The only sounds the man gave off was the clicking in his dark ironclad boots. At first glance he seemed a young sort, black hair touching the shoulders of his leather duster. His deep, pale-yellow eyes spoke of experiences far exceeding appearances, and never once did a smile cross those thin lips. On his back were two katanas in finely crafted, crimson sheaths.

       Walking over a barren gravel road facing a farmhouse some half a mile ahead he picked up his pace. It was a tranquil scene, bright yellow wheat fields on both sides, cardinal birds resting on the branches of great big apple trees. The sky was cloudless and the exuberant sun splashed a soothing warmth over everything. Perhaps this visit would be more enjoyable than he'd hoped. Or so he was thinking before a subtle sound from the rear stopped him in his tracks. He turned to see what it was.

      Racing closer like a locomotive came a man more deranged in appearance than those at last visit to the psycho ward. Knowing full well he didn't come to have a nice chat, Nicholas Chigun made for his swords.

"Stop right there."

----------


## Good as Gold

It astonished me at first. That a man, so clearly not insane, would order one to stop whom would never do so? But this is how things were to be. We are, and indeed, I _was_ part of a depressed and desperate people. We're one of the six billion people who are living on a dieing planet. We are diseased in the mind, bodies, and if you like, souls. We are the collective asshole of the world.

So nothing surprises me. Not really, not anymore. Maybe I should get out of Jake every once in a while- his personality is starting to bleed into mine. It troubles me to write about a man who used to have it all, until a few dastardly chemicals in his big brain decided to go crazy... Jake was not surprised, either. 

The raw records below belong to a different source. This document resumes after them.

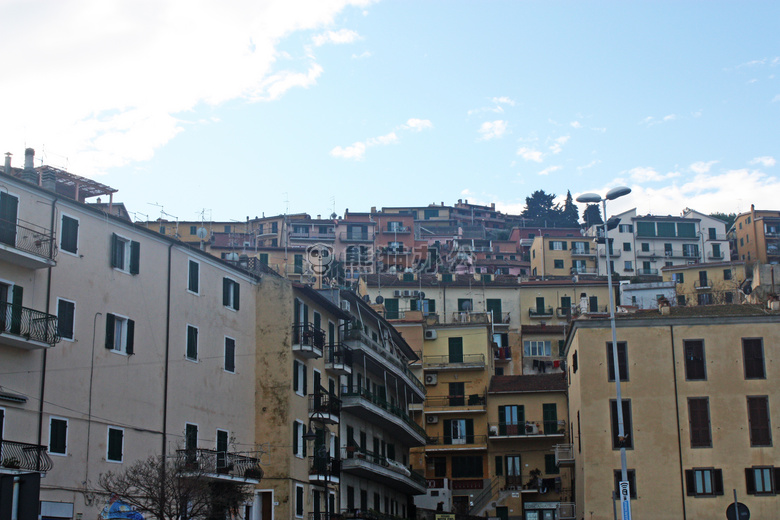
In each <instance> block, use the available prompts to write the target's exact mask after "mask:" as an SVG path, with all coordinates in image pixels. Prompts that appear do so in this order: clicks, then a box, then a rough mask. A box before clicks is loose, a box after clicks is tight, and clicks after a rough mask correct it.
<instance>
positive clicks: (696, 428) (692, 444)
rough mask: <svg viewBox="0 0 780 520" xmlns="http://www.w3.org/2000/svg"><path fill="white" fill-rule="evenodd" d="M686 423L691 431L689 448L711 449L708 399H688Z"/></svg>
mask: <svg viewBox="0 0 780 520" xmlns="http://www.w3.org/2000/svg"><path fill="white" fill-rule="evenodd" d="M688 422H689V423H690V429H691V448H711V447H712V432H711V430H710V400H709V398H708V397H689V398H688Z"/></svg>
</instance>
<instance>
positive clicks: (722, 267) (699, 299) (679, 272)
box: [661, 262, 746, 305]
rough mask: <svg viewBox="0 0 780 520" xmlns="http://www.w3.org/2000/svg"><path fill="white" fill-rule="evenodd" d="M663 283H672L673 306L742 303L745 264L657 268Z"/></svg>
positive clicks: (709, 264) (707, 304) (713, 264)
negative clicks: (742, 293) (657, 268)
mask: <svg viewBox="0 0 780 520" xmlns="http://www.w3.org/2000/svg"><path fill="white" fill-rule="evenodd" d="M661 274H662V276H663V279H664V281H667V282H668V281H674V282H675V292H676V294H675V298H676V304H677V305H713V304H723V303H742V301H741V300H744V298H743V297H741V295H740V287H741V286H742V283H743V282H744V281H745V276H746V273H745V262H711V263H706V264H687V265H675V266H670V267H663V268H661Z"/></svg>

It was beyond hate; beyond contempt. It was fury past its prime: careless and unrelenting destruction. The blood that dripped down, down down... It wanted him to act. It was a crimson red river of all the things that pissed him off. It was his wife, his kids, his parents leaving him to rot. It was his time in jail and his failed boxing career. It was all the homeless people in the world who stared up at him with blank eyes and empty pockets. It was six billion people struggling to etch out a living on a rocky wasteland.

It had to go.

Let me remind you that I'm not controlling him. I'm just watching from the inside. Here is what I saw, humble reader:

I saw a man bent halfway to hell advance on a man after he spilled some words. The words do not matter; only the actions. And my man, well, he's a cryin and a cryin and wantin' his mother, but she's dead, dead, dead, and he's recalling his days in the ring, and he's walkin, walkin, walkin! And he's swingin, swingin, swingin...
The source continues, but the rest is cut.